Das Verkehrslexikon
VGH München Beschluss vom 28.11.2014 - 11 CS 14.2267 - Zweifel an der Fahreignung bei erhöhtem GGT-Wert
VGH München v. 28.11.2014: Zum Zweifel an der Fahreignung bei erhöhtem GGT-Wert
Der VGH München (Beschluss vom 28.11.2014 - 11 CS 14.2267) hat entschieden:
Ein MPU-Gutachten muss in sich schlüssig und nachvollziehbar sein. Es darf von der Fahrerlaubnisbehörde nicht ungeprüft übernommen werden, sondern muss einer eigenen kritischen Würdigung unterzogen werden. Hat der Betroffene in der psychologischen Exploration widersprüchliche Angaben zu seinen Trinkmengen gemacht hat und werden Zweifel an seiner Fahreignung durch einen erhöhten GGT-Wert gestützt, kann der sofortige Vollzug des Entzugs der Fahrerlaubnis gerechtfertigt sein.
Siehe auch Alkohol und Fahrerlaubnisentzug und -erteilung im Verwaltungsverfahren und Die sog. Leberwerte - Gamma-GT (GGT)
Gründe:
I.
Der Antragsteller wendet sich gegen den für sofort vollziehbar erklärten Entzug seiner Fahrerlaubnis (Klassen B, BE, AM, L und T).
Das Amtsgericht Nördlingen verhängte mit Strafbefehl vom 7. Mai 2012, rechtskräftig seit 26. Mai 2012, gegen ihn eine Geldstrafe in Höhe von 45 Tagessätzen wegen fahrlässiger Trunkenheit im Verkehr und entzog ihm die Fahrerlaubnis der Klassen A1, B, BE, C1, C1E, C, CE, M, L und S. Dem lag zu Grunde, dass der Antragsteller am 27. März 2012 mit einer Blutalkoholkonzentration von 1,24 ‰ ein Kraftfahrzeug geführt hatte.

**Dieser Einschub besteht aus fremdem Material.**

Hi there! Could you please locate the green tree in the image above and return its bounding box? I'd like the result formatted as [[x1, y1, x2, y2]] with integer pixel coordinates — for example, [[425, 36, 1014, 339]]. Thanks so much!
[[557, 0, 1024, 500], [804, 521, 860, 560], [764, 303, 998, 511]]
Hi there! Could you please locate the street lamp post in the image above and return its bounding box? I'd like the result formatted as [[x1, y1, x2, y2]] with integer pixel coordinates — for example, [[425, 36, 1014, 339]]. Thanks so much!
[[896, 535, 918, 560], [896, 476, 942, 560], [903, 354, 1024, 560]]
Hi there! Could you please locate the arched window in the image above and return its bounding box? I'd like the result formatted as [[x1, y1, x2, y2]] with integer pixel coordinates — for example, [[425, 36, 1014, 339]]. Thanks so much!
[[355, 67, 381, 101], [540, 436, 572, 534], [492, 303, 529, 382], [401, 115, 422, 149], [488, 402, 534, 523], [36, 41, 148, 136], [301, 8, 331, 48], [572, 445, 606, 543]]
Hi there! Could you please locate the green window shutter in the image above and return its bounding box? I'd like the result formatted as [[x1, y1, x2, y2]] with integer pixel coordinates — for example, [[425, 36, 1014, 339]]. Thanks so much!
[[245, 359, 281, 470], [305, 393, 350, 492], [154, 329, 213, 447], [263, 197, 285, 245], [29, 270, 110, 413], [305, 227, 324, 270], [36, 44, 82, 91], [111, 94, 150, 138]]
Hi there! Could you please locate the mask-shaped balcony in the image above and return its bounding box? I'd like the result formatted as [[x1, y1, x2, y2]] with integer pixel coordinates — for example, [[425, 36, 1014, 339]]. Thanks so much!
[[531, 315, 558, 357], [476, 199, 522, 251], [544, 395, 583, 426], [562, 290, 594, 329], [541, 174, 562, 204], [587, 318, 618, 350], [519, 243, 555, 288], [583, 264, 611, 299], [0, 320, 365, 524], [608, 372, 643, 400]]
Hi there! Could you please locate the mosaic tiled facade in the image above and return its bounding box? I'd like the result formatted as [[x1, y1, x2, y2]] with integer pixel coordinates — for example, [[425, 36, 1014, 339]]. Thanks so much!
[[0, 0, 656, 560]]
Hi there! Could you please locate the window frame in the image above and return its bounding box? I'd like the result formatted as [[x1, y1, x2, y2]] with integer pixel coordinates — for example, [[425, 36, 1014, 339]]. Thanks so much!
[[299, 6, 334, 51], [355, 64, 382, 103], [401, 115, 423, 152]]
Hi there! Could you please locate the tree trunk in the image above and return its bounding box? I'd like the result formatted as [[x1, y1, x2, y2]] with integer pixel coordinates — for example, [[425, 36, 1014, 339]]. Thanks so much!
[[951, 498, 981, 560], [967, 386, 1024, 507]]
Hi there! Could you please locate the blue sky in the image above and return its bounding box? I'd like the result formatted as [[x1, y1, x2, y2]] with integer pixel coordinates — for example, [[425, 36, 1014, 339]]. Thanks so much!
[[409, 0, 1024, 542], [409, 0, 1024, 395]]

Am 4. April 2013 erteilte die Fahrerlaubnisbehörde dem Antragsteller die Fahrerlaubnis der Klassen AM, B, BE, L und T erneut.

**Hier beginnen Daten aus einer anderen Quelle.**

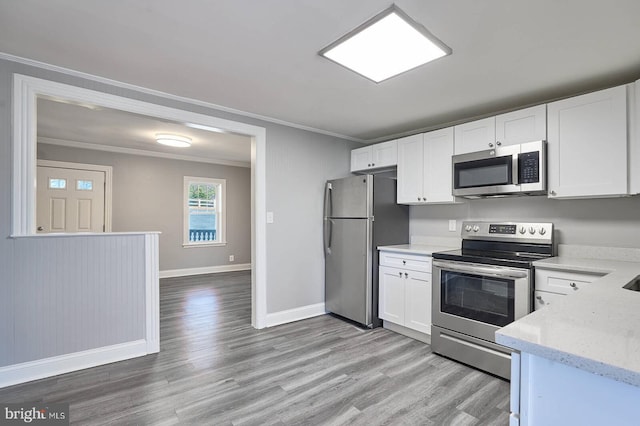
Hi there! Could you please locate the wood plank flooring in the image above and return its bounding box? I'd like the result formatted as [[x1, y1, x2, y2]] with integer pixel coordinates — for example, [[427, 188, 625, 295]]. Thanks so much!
[[0, 272, 509, 426]]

Wegen eines Verstoßes nach § 24a StVG wurde am 22. Januar 2014 gegen den Antragsteller ein Bußgeldbescheid, rechtskräftig seit 3. Februar 2014, und ein Fahrverbot von drei Monaten verhängt. Anlass war, dass er am 1. Januar 2014 mit einer Atemalkoholkonzentration von 0,42 mg/l ein Kraftfahrzeug geführt hatte.
Das von der Fahrerlaubnisbehörde angeforderte medizinisch-psychologische Gutachten legte der Antragsteller vor. Aus dem Gutachten der pima-mpu GmbH vom 29. April 2014 ergibt sich, dass zu erwarten ist, dass der Antragsteller auch zukünftig ein Kraftfahrzeug unter die Fahrsicherheit beeinträchtigendem Alkoholeinfluss führen wird.
Mit Bescheid vom 28. Juli 2014 entzog die Fahrerlaubnisbehörde dem Antragsteller die Fahrerlaubnis der Klassen AM, B, BE, L und T (Nr. I.1), verpflichtete ihn, den Führerschein innerhalb einer Frist von fünf Tagen abzuliefern (Nr. I.2) und ordnete die sofortige Vollziehung der Nr. I.1 an (Nr. II). Das schlüssige und überzeugende Gutachten belege, dass der Antragsteller ungeeignet zum Führen eines Kraftfahrzeugs sei. Die Fahrerlaubnis sei ihm daher nach § 3 Abs. 1 StVG, § 46 Abs. 1 FeV zu entziehen.
Über die Klage gegen den Bescheid vom 28. Juli 2014 hat das Verwaltungsgericht Augsburg nach Aktenlage noch nicht entschieden. Den Antrag auf Wiederherstellung der aufschiebenden Wirkung der Klage nach § 80 Abs. 5 VwGO hat das Verwaltungsgericht mit Beschluss vom 22. September 2014 abgelehnt.
Dagegen wendet sich der Antragsteller mit seiner Beschwerde. Er macht geltend, der Sofortvollzug sei vom Antragsgegner nur mit allgemeinen Angaben ohne konkreten Bezug auf den Fall begründet worden. Es hätte berücksichtigt werden müssen, dass er seit 40 Jahren im Besitz einer Fahrerlaubnis sei. Die Fragestellung in der Gutachtensanordnung sei unzulässig gewesen, da auch nach Beeinträchtigungen durch einen unkontrollierten Alkoholkonsum gefragt worden sei. Die Schlussfolgerung des Gutachters, dass der Antragsteller seine Kontrollmöglichkeiten bezüglich seines Alkoholkonsums überschätze, sei nicht gerechtfertigt. Die weitere Schlussfolgerung, wegen des auffällig hohen GGT-Wertes bei ansonsten unauffälligen Befunden liege eine alkoholbedingte Leberschädigung vor, werde angezweifelt. Es kämen dafür auch die vom Antragsteller einzunehmenden Schmerzmittel in Betracht.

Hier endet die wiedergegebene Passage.